European Aid Offer for Libya Seeks `Immediate Peace Dividend'by
Formation of national unity government would trigger funding
Bulk of 100 million euros in EU aid would be front-loaded
The formation of a Libyan national unity government would trigger immediate European Union aid of as much as 72 million euros ($82 million) for the country, according to an EU document.
The assistance would be the first part of a 100 million-euro aid offer that EU foreign-policy chief Federica Mogherini held out for Libya on Oct. 9, a day after the United Nations envoy for the north African nation proposed a national unity government in a bid to end four years of civil war since the overthrow and death of dictator Muammar Qaddafi. The UN-brokered plan is in doubt after the internationally recognized Libyan rulers, based in the eastern port of Tobruk, rejected the proposal on Monday as tensions persist with rival Islamist authorities based in the capital city of Tripoli.
The initial EU aid for Libya under any “Government of National Accord,” or GNA, would be to advise its officials, support municipalities, train nurses and journalists, enhance security, help migrants and provide continued humanitarian assistance, according to the document drawn up by the European Commission, the 28-nation bloc’s executive arm in Brussels, and seen by Bloomberg News on Tuesday.
“Our immediate objective will be to support the GNA so that it can operate effectively, in particular by providing technical assistance in order to strengthen its capacity,” according to the paper, which is undated. “It is also essential that the Libyans perceive tangible benefits from the restoration of peace and stability to their country -- which is why support to municipalities (local governance), health and protection will continue to be top priorities.”
The EU, struggling to respond to civil wars in the Middle East and Africa that have provoked Europe’s biggest refugee crisis since World War II, sees a chance for some relief on its southern sea borders as a result of the Libyan peace initiative by UN special envoy Bernardino Leon. On Oct. 9, Mogherini called his proposal “an important step.”
The commission’s paper stresses risks to the reconciliation process and the potential rewards from it.
“Many challenges lie ahead, not least implementing an agreement on the ground where some may persist in boycotting or obstructing the process,” according to the paper. “The imminent formation of a Government of National Accord is, nonetheless, a real possibility and presents an opportunity for a new start. The European Union should do all it can to support this process.”
The bulk of the first part of the planned EU aid package would entail resuming and scaling up 13 assistance programs that total 55.7 million euros. These measures “directly benefit the Libyan people and will enable them to receive an immediate peace dividend,” the commission paper said.

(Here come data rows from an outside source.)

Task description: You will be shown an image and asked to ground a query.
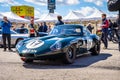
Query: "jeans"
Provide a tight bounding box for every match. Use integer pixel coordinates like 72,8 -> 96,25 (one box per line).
101,28 -> 108,48
2,34 -> 11,50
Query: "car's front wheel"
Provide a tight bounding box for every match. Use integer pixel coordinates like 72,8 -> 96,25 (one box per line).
64,46 -> 76,64
90,42 -> 100,56
21,57 -> 33,63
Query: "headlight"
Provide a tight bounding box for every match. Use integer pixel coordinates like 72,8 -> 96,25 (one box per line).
50,42 -> 62,51
22,49 -> 37,53
16,41 -> 23,48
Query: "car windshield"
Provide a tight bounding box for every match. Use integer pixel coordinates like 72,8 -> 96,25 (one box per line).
50,25 -> 81,35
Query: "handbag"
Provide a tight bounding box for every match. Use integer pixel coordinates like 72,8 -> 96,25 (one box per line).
107,0 -> 120,11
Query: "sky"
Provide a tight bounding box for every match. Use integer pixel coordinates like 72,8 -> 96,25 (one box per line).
0,0 -> 117,17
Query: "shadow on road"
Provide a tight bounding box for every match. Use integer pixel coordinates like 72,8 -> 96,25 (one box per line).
23,53 -> 112,69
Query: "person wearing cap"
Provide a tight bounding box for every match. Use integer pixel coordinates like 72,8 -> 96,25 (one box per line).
1,16 -> 12,51
101,14 -> 109,49
55,16 -> 64,26
28,19 -> 38,37
87,23 -> 94,33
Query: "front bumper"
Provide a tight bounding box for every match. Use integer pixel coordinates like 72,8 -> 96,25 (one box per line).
19,48 -> 66,60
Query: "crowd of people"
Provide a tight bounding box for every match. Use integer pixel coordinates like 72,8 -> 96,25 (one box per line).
1,14 -> 120,51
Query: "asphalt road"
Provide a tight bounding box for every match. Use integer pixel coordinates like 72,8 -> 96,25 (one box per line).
0,42 -> 120,80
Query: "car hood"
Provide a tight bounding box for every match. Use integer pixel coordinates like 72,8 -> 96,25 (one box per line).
17,36 -> 78,54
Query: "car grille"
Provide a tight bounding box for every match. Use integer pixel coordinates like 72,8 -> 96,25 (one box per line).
20,54 -> 34,57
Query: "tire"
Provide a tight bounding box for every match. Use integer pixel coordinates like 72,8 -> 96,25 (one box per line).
63,46 -> 76,64
24,59 -> 33,63
15,38 -> 23,46
90,42 -> 100,56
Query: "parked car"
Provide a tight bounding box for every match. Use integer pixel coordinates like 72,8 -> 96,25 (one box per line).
0,29 -> 28,47
15,28 -> 48,37
15,28 -> 28,34
16,24 -> 100,63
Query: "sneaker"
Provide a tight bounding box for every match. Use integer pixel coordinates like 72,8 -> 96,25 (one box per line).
9,49 -> 13,52
103,47 -> 107,49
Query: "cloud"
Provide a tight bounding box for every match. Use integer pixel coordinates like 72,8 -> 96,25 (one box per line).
35,9 -> 41,18
84,0 -> 105,6
24,0 -> 80,5
76,6 -> 104,16
0,0 -> 21,6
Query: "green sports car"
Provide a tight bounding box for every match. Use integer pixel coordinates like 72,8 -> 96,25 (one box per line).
16,24 -> 100,64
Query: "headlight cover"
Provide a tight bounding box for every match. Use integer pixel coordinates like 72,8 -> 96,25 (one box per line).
16,41 -> 23,49
50,42 -> 62,51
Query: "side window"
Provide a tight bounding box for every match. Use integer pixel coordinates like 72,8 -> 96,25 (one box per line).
83,28 -> 91,36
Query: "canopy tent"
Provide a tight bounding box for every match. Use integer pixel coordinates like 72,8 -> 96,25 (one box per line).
35,13 -> 58,22
1,12 -> 29,23
64,11 -> 85,21
86,8 -> 103,20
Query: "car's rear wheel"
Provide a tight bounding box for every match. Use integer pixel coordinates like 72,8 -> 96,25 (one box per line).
90,42 -> 100,56
64,46 -> 76,64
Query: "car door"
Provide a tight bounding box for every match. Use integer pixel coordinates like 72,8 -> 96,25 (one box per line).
83,28 -> 93,51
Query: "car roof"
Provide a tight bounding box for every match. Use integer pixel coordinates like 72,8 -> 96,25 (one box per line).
56,24 -> 83,28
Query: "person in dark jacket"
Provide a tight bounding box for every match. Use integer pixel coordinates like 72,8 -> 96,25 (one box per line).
55,16 -> 64,26
38,23 -> 43,32
1,16 -> 12,51
87,23 -> 94,33
101,14 -> 109,49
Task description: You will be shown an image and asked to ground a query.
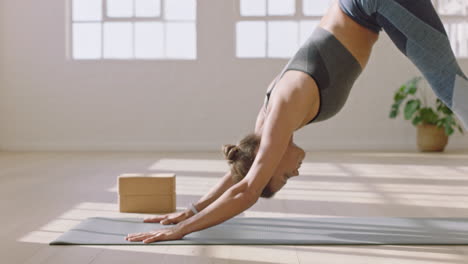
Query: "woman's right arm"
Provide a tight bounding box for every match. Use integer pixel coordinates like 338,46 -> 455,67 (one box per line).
144,171 -> 235,225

A second part of the package would come within six months and include the reactivation of suspended assistance programs aimed at bolstering jobs and improving education and the start of new programs such as for good governance and human-rights defenders, according to the commission paper. It also cites the delivery of three Libyan maritime-police vessels repaired by Italian authorities.
“Negotiations and dialog remain the only viable solution for the Libyans to overcome the current conflict,” Maja Kocijancic, a spokeswoman for Mogherini, told reporters on Tuesday in Brussels. “It’s essential that they continue with this in order to find an outcome that is acceptable to different peoples in the country.”